Namun walau begitu, mas AA memberikan obat merah sambil berkata "Ada yang luka?" Dan menanyakan "Perlu diurut nggak, nanti aku panggil tukang urut kalau keseleo?" Hingga sedikit meredakan perasaan kesal neng Selsa.
"Obatin dunk," rajuk Selsa sambil manja.
"Masa ngolesin obat merah aja gak bisa. Manja bener," jawab mas AA sambil ngeloyor pergi. Selsa hanya bisa ngedongkol dan ngedumel sendiri.
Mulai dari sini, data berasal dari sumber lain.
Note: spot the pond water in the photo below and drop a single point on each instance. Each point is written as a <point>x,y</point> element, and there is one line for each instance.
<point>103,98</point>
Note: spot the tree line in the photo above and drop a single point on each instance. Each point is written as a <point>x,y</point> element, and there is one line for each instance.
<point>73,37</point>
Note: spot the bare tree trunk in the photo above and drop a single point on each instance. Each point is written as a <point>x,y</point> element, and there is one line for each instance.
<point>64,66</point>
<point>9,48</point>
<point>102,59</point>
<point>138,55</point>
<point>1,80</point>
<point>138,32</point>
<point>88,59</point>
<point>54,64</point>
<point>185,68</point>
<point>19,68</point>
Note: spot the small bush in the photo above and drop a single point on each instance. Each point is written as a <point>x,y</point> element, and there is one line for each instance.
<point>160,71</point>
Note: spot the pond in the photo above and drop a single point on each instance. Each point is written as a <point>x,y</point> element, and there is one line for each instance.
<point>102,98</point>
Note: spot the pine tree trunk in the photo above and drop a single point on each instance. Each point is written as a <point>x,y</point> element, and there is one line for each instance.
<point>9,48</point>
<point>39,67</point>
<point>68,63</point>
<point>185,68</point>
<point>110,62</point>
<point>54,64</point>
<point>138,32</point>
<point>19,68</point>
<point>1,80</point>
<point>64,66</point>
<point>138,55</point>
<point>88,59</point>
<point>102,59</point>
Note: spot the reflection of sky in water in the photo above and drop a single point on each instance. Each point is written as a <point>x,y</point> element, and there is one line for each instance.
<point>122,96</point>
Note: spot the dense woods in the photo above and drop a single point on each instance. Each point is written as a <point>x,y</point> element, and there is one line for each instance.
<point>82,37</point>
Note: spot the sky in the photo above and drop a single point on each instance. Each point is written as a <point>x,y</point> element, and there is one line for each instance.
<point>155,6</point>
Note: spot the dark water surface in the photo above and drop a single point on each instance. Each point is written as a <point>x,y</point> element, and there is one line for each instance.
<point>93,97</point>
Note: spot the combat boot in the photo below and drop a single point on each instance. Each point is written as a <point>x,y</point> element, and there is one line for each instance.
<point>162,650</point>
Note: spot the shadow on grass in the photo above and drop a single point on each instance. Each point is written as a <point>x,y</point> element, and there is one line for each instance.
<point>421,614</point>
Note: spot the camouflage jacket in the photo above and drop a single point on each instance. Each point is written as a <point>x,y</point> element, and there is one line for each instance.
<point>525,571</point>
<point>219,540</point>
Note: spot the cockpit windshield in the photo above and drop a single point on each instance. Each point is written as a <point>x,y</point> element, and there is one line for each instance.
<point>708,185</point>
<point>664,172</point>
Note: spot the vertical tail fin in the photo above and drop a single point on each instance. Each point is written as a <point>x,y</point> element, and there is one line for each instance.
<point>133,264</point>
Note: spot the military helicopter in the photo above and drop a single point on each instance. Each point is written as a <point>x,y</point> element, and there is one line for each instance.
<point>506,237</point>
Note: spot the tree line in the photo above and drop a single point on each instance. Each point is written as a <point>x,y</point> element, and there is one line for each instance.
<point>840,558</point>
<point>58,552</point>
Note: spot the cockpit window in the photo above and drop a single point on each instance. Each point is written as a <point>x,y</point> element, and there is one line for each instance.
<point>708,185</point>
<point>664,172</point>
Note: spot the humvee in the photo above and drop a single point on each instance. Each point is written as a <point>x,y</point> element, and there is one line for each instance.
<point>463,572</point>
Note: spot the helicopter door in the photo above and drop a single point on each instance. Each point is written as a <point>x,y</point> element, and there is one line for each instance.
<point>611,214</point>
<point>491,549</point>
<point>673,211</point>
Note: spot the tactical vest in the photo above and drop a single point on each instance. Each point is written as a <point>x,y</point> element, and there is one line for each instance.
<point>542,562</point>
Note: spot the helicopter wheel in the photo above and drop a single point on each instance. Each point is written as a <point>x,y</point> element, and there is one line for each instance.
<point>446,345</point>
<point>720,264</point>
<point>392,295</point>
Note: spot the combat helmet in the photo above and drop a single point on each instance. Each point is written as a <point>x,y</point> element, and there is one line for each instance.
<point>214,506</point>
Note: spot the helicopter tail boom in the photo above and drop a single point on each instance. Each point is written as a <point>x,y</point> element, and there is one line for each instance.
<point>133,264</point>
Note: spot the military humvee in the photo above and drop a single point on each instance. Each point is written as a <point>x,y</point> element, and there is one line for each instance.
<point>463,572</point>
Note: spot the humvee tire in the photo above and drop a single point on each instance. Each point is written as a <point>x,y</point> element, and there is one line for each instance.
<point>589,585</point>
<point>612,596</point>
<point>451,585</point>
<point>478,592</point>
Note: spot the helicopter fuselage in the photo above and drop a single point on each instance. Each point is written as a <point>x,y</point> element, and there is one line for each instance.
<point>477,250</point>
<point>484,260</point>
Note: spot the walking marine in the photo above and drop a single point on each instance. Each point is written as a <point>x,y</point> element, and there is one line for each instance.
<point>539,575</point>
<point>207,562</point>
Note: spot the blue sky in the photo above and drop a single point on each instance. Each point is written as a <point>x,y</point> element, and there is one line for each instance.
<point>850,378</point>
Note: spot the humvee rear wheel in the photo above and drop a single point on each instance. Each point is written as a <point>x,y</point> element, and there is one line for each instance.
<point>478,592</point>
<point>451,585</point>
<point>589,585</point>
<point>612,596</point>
Tapi yang lucu, mas AA suka cemburu jika Selsa digodain di media sosial oleh teman-temannya yang gila. Padahal maksud mereka hanya bercanda. Namun mungkin karena mas AA tidak mengikuti cerita awal dibalik candaan Selsa dan teman-temannya hingga menimbulkan salah faham.
"Teman aku memang gila. Jangan dianggap serius," kata Selsa memberikan pengertian. Mas AA pun dapat menerimanya.
Walau mas AA tidak romantis, namun ia senang dengan tanaman. Ia membuat taman di depan rumah. Merangkai tanaman dan bunga-bunga yang cantik. Hingga taman yang mungil itu sangat indah untuk dinikmati sambil duduk-duduk di kursi teras.
Hal ini sedikit mengherankan Selsa. Bukankah yang senang taman adalah orang yang jiwanya romantis. Padahal suamiku ini kagak ada romantis-romantisnya.
"Mas, kenapa kamu buat taman ini?" Suatu saat Selsa bertanya ketika mereka duduk-duduk sambil menunggu senja datang.
"Jika suatu saat takdir menentukan mas dipanggil duluan. Maka kamu bisa mengingat dan merasakan kehadiran mas dengan melihat taman ini."
"Terus itu tanaman merambat, kenapa bentuknya mas buat seperti huruf kurawal?"
"Sama. Itu juga agar kamu mengingat Mas. Kalau Mas biarkan seperti begitu saja tanpa dirangkai kan tidak menarik perhatian. Betul tidak?"